In the finite element numerical simulation, the last step is to calculate the linear equations of the overall stiffness matrix: K×d=F .
In julia, the method of solving linear equations can be directly “\”: d = K \ F

Question:

When the matrix is very large, what method can be used to speed up the calculation?
There are the following requirements on the method:

The calculation accuracy is best not to change

My computer is a 40-core workstation, maybe I can consider multi-core parallelism? (I’m not sure if there is such a way)

All the methods provided are preferably simple to implement (I don’t need to change too much code )

Welcome everyone to make suggestions, or what information can be used for reference, thank you all.

This is just a syntax, not a method. Which method gets called for K \ F depends on the types of K and F.

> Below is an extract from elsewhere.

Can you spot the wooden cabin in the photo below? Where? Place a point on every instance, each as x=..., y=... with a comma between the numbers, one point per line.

For example, if K is a sparse-matrix object, it typically calls a sparse-direct solver. You could easily create a wrapper object so that K \ F called an iterative solver like GMRES (e.g. from IterativeSolvers.jl), for example. We put together a draft PETSc.jl package (which hasn’t been updated in a while, but could be brought up to date if there is developer interest) in which you have a “KSP” wrapper for sparse matrices where \ calls a PETSc Krylov iterative method.

Which method you use is highly problem dependent. For finite-element methods, which produce sparse matrices, I would generally recommend using a sparse-direct solver (especially for 2d problems) until it runs out of memory (which happens for medium-size 3d problems). At that point you have to switch over to an iterative algorithm like GMRES/biCGSTAB2/DQGMRES/… (or conjugate-gradient if your problem is SPD), and at that point you have to know a bit more (especially how to precondition your problem) and some trial-and-error is often required to find a good algorithm.

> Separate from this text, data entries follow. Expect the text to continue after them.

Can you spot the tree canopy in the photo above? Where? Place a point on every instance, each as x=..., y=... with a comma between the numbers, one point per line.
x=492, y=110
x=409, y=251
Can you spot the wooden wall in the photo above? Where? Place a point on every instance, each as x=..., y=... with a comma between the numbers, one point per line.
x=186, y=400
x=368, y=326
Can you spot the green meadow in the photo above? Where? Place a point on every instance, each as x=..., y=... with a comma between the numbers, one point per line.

An interesting follow-up: K\F is syntax, and the actually chosen method depends on the type of matrix K (and also of F?). But if the CPU has, say, 40 cores… will the chosen method know this and automatically parallelize the solver?

I don’t quite understand your question — it depends on the implementation of the method.

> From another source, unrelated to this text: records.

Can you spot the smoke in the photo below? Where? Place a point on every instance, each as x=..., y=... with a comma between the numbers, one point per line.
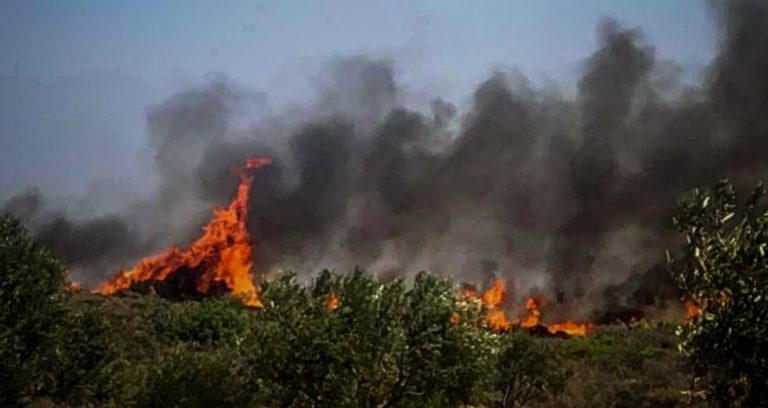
x=565, y=196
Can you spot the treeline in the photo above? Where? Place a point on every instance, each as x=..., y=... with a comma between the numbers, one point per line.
x=349, y=340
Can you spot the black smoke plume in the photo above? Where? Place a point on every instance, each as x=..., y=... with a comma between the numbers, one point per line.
x=565, y=195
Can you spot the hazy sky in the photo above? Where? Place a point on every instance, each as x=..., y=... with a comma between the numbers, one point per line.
x=76, y=77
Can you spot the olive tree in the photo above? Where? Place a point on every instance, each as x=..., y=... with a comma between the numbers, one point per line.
x=724, y=269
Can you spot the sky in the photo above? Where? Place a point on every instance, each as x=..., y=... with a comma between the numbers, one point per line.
x=77, y=77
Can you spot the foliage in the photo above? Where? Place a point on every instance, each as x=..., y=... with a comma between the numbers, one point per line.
x=85, y=358
x=725, y=270
x=31, y=283
x=527, y=369
x=342, y=340
x=187, y=376
x=216, y=321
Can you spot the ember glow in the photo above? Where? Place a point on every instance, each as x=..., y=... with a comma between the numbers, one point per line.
x=497, y=319
x=223, y=253
x=691, y=310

The stdlib dense solver is multithreaded (thanks to OpenBLAS). The stdlib sparse-direct solver is not. The MUMPS.jl sparse-direct solvers can use multiple processes. There are also various other packages with parallel solvers of various kinds. Iterative solvers with a distributed-array type are parallel, for example.

As to how many cores these parallel methods use, it depends on which parallelization method they use and how many threads or processes you launch Julia with.

Thanks for answers — I think you answered what I was thinking of. What I meant was:

Do the LinearAlgebra (and other) methods support parallelization and multiple cores?

If they support parallelization/multiple cores, will they on their own find out how many cores are available and activate these cores?

My understanding of your answers is:

Some methods support parallelization (those of the OpenBLAS library, i.e., for dense matrices? + some others), but it depends on the data type(?), and

The methods do not figure out how many cores the CPU has by themselves, i.e., the user has to specify the number of cores upon starting Julia from the command line/upon lanuch (?)